Sky Sports' Johnny Phillips: Unfair reality of third place play-off game
The least-loved football match on earth takes place this afternoon.
The World Cup third place play-off is the pariah of the football fixture list. No manager wants to oversee it, no player wants to take part in it and no supporter wants to watch it. It cannot even legitimately be called a contest. Neither side has the stomach for this particular fight, participating only out of obligation.
Four years ago, the Netherlands coach Louis Van Gaal hit the nail on the head. With the Dutch losing a tense goalless semi-final to Argentina on the finest of margins, by penalties, Van Gaal was forced to remain in Brazil for one final fixture on the eve of the World Cup Final.
“This match should never be played, it’s unfair,” he said.
“There is only one award that counts and that is becoming world champions. The worst thing is that there is a chance you are going to lose twice in a row and in a tournament in which you have played so marvellously well, you go home a loser. That has got nothing do with sport whatsoever, not in my view.”
He is right. Sport is about the contest and the context. This meaningless fixture is stripped of any competitive edge. It serves only to tie up the statistics of the tournament.
Here is another anachronism – the statistical weight attached to this fixture is quite unfair. The golden boot award has been decided by this pointless fixture in the past.
Unlikely hero Toto Schillaci at his home tournament in Italy in 1990, then Croatian maestro Davor Suker at France ‘98 and most recently Germany’s Thomas Muller in South Africa in 2010, have all secured the honour with goals in this match.
Van Gaal’s opponents four years ago were the hosts Brazil. Their credibility had been shot to pieces in front of their own public with that astonishing 7-1 semi-final defeat to eventual champions Germany. There was no chance dignity could be restored with victory in their final match.
It was an unnecessary torture to put manager Luiz Felipe Scolari and his players through one more encounter. A 3-0 defeat to the Dutch piled on further misery as they trudged off the pitch to more jeers from their countrymen in the stands.
Historically, this game has thrown up entertaining encounters, but the inconsequential nature of the event takes away the credibility of these results. Back in 1958, France faced bitter rivals Germany and ran out 6-3 winners, with Just Fontaine scoring four times.
Great goals get lost. In 1978, with Italy leading Brazil, the South Americans equalised with a wonder strike from Nelinho. In a true contest the goal could have laid claim to be one of the greatest ever scored at a World Cup, but as it came in this hollow fixture it carries no weight.
There is an especially poignant moment in the film Bobby Robson – More Than a Manager during the 1990 semi-final penalty shoot-out between England and West Germany.

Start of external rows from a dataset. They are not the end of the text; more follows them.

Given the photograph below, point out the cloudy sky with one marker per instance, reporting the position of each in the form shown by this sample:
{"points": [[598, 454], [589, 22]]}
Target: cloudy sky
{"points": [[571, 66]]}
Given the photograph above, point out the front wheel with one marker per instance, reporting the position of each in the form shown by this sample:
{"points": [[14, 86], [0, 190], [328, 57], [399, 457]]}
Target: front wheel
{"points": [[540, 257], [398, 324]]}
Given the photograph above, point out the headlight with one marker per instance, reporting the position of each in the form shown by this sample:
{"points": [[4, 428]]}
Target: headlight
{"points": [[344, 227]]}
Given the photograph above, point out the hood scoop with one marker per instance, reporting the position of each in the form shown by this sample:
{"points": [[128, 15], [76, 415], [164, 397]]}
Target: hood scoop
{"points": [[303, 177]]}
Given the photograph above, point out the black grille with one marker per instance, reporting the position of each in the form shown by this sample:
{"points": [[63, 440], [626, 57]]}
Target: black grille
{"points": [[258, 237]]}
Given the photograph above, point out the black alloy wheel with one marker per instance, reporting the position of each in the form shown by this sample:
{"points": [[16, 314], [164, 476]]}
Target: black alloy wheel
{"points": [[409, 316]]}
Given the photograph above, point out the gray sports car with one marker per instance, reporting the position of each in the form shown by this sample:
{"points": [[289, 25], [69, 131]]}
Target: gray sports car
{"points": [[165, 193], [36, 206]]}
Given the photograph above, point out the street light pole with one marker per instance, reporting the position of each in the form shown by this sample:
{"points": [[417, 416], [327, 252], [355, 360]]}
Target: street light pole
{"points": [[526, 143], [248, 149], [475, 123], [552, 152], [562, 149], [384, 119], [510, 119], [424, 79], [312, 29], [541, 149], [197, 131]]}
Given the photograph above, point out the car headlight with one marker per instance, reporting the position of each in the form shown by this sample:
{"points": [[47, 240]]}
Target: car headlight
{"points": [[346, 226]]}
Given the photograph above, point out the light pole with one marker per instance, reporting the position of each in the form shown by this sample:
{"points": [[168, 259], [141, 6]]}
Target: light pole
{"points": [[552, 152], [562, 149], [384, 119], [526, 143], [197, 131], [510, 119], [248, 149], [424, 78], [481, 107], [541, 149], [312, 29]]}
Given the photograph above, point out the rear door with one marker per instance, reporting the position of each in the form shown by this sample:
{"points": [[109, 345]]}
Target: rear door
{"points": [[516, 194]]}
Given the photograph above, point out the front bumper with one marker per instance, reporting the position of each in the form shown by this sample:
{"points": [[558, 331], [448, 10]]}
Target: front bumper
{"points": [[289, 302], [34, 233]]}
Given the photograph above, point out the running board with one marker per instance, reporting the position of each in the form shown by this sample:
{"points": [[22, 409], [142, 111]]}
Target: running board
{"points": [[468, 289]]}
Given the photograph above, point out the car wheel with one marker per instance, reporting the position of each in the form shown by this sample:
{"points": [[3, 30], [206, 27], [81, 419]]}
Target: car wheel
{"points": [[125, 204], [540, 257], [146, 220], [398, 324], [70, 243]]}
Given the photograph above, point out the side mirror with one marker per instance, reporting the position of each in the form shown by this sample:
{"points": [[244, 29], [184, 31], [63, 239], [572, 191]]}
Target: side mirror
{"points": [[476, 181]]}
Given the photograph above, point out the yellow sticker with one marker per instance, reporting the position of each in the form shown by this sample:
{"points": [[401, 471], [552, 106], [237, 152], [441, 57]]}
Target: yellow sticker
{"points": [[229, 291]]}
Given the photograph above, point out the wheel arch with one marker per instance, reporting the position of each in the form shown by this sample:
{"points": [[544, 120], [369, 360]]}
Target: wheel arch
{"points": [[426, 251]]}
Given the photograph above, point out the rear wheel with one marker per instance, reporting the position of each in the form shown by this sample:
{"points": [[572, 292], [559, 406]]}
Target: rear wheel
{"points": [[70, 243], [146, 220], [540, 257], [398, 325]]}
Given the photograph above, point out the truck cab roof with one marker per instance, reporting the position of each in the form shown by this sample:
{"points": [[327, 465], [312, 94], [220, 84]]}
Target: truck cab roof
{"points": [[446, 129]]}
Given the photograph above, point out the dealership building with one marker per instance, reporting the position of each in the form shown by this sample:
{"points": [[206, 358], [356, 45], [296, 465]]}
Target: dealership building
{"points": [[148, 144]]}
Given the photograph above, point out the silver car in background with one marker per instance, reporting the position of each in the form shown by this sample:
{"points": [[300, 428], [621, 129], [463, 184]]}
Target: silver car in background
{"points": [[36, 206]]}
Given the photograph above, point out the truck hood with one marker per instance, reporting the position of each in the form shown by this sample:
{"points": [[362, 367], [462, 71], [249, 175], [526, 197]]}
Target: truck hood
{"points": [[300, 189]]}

As the shootout unfolds, the camera lens pushes in on the England manager as the drama reaches its conclusion. When Chris Waddle misses the final England penalty condemning the team to defeat there are a few short seconds, before Robson rises to shake hands with his opposite number and console his team, when he ponders the enormity of what has just happened. His heart is broken. The emptiness. The ultimate goal in his illustrious managerial career has been taken away.
It was a touching moment and summed up the pain of a semi-final defeat. That was the tournament for England right there. Nothing else mattered. Certainly not the rigmarole of another fixture.
Now, 28 years on, England will compete in this apology of a match again. What must the players make of it after that monumental and energy-sapping semi-final in Moscow on Wednesday night?
Gareth Southgate may even try and accentuate the positives. A chance of game-time for previously unseen players like Jack Butland and Danny Welbeck. But it is impossible to disguise the reality of a third place play-off. There are no benefits to be had.
Spare a thought too for Belgium who have had to loiter around in Russia for an extra five days like the last guests to leave a house party, wandering around the kitchen and getting in the way of the hosts clearing up.
It is tempting to wonder what would happen if both teams decided not to turn up today. If the squads had just headed off to the airport after their semi-finals and left the country. What would the sanctions be for failing to fulfil this joke fixture?
If anything it would surely enhance the CVs of Roberto Martinez and Southgate if they had taken their teams home early.
Imagine them being door-stepped at the airport as they landed back at their respective homes.
“Yeah, well to be honest, I couldn’t be bothered hanging around for the game and the lads didn’t fancy it either so we thought we’d head back and get a couple of days’ extra holiday. It’s been a long season, do you know what I mean?”
Who could possible blame them?
These two teams went out in the semi-final. Those are the facts of the matter. There is nothing else to be gained or lost. Who will come third this afternoon? Who cares?